Oceanbird represented the scale of its sail with Lego models at SMM (Source: Charlie Bartlett)

Not even viable onboard carbon capture seems to be generating the same degree of hype as sails, and it is easy to see why; the promise is one of using less energy in the first place. But the benefits will be situational. As well as ensuring that their vessels are sailing on routes with favourable winds, some ships will need substantial deck-strengthening work before sails can be installed, admitted Markus Sannholm, sales director at Norsepower, the first manufacturer to make rotor sails.

I've worked with ballast treatment systems and scrubber systems in the past… it is somewhere between the two, in terms of complexity,” he told Ship Repair Newsletter. “So, yes, you have a hundred or so things to take into account, and load carrying structures is one of them.

“As a starting point, we try to find a location on the base where you have good structure from the start. So, on a bulk carrier or a tanker, it would be somewhere on top of the transversal bulkhead, for example, and by that you could probably get the sail without too much reinforcing underneath.”
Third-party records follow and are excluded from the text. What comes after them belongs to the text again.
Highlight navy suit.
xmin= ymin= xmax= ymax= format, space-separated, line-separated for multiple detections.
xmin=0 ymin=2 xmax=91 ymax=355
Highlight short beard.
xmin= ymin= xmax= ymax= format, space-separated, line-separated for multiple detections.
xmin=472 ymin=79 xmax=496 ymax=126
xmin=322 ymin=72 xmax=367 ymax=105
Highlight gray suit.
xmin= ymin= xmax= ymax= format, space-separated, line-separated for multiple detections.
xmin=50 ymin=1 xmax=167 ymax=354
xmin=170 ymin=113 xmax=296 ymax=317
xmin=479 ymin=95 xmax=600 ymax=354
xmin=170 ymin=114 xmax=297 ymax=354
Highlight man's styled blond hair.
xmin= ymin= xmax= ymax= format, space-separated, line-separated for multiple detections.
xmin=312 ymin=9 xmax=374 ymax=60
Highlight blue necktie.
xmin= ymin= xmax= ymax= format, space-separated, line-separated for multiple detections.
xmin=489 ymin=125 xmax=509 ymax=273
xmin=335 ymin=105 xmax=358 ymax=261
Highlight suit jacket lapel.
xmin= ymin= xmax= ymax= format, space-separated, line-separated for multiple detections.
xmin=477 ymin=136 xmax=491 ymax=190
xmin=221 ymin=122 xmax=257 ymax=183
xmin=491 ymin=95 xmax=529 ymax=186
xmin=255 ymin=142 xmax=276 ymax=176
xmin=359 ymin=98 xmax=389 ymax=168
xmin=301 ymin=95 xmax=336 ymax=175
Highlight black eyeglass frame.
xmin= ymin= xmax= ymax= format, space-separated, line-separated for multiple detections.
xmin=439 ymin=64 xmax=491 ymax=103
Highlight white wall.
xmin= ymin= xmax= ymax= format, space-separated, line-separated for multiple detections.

Because of the wind putting lateral pressure on the sails’ mounting point, engineers have to think hard as to whether the deck will be able to cope long-term. “It's more risk of long-term cracks and fatigue, structural damages,” explained Alfred Rapaport. Performance Engineer at Oceanbird. “It's something we have considered quite a lot in this candidate that we're going to install on right now and have already done the reinforcements on actually.

“This first installation we partnered up with, then we have the advantage that that ship is built in a way that it is already quite sturdy and strong.”